Winner of the Best Paper Award in Generative and Developmental Systems at GECCO-2010


The Hypercube-based NeuroEvolution of Augmenting Topologies (HyperNEAT) approach demonstrated that the pattern of weights across the connectivity of an artificial neural network (ANN) can be generated as a function of its geometry, thereby allowing large ANNs to be evolved for high-dimensional problems. Yet it left to the user the question of where hidden nodes should be placed in a geometry that is potentially infinitely dense.

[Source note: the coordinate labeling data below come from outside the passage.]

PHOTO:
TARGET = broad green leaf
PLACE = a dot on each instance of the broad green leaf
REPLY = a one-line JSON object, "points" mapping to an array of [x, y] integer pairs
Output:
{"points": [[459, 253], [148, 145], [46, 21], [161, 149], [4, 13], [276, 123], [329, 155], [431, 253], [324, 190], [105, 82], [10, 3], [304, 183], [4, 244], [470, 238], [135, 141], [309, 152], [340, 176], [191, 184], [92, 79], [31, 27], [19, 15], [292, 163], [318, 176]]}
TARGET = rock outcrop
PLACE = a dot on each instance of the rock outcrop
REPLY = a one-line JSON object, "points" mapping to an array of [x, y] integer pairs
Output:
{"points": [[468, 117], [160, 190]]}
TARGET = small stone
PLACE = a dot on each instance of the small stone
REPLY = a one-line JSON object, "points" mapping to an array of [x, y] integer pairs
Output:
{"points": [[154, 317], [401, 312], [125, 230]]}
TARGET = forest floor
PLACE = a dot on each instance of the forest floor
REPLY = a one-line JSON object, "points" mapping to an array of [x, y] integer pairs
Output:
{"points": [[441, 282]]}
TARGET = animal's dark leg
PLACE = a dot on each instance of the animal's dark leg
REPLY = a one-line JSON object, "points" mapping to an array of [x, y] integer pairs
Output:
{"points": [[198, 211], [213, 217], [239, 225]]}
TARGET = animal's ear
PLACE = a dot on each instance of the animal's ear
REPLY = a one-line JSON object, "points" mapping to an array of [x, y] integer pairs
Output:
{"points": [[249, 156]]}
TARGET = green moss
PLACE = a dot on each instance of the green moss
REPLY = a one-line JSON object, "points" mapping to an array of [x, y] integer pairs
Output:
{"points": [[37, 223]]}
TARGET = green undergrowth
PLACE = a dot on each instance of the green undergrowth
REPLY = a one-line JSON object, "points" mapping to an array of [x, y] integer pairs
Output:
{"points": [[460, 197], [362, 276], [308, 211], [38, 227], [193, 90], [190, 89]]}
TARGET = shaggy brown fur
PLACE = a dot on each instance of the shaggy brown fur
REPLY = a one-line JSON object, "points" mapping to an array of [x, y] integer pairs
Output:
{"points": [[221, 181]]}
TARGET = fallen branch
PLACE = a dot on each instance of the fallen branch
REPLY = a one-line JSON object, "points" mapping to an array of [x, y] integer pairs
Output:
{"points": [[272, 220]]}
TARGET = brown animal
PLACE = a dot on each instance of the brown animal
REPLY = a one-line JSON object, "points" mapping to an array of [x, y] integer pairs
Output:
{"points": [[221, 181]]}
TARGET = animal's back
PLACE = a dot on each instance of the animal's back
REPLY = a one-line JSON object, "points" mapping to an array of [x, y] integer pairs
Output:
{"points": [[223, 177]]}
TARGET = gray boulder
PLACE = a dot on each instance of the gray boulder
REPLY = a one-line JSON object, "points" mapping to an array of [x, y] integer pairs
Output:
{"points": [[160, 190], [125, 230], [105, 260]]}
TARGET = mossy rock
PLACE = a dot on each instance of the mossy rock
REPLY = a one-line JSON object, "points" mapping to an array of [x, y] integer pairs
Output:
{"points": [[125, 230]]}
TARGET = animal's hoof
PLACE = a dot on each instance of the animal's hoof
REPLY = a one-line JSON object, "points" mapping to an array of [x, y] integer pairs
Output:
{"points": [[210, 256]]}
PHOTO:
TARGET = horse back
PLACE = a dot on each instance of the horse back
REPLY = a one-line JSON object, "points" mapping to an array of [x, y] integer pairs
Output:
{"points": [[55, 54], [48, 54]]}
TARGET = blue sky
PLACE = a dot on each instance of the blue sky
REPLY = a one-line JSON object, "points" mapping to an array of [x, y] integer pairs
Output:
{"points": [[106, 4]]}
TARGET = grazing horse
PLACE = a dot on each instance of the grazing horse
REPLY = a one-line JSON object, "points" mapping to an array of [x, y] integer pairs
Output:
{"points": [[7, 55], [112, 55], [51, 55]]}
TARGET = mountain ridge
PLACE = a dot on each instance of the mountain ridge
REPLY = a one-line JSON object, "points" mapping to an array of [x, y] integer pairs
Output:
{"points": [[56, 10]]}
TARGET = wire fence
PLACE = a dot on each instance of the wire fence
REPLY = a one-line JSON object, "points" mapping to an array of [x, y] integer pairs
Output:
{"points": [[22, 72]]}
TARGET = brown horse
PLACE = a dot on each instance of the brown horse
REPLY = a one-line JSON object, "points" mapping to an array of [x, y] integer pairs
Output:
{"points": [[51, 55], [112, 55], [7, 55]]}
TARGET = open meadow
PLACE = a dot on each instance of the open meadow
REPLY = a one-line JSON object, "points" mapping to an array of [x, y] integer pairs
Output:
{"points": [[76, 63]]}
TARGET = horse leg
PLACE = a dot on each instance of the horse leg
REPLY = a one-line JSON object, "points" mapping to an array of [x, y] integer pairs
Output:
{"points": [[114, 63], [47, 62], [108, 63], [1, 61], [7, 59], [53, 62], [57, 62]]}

To relieve the user from this decision, this paper introduces an extension called evolvable-substrate HyperNEAT (ES-HyperNEAT) that determines the placement and density of the hidden nodes based on a quadtree-like decomposition of the hypercube of weights and a novel insight about the relationship between connectivity and node placement. The idea is that the representation in HyperNEAT that encodes the pattern of connectivity across the ANN contains implicit information on where the nodes should be placed and can therefore be exploited to avoid the need to evolve explicit placement. In this paper, as a proof of concept, ES-HyperNEAT discovers working placements of hidden nodes for a simple navigation domain on its own, thereby eliminating the need to configure the HyperNEAT substrate by hand and  suggesting the potential power of the new approach.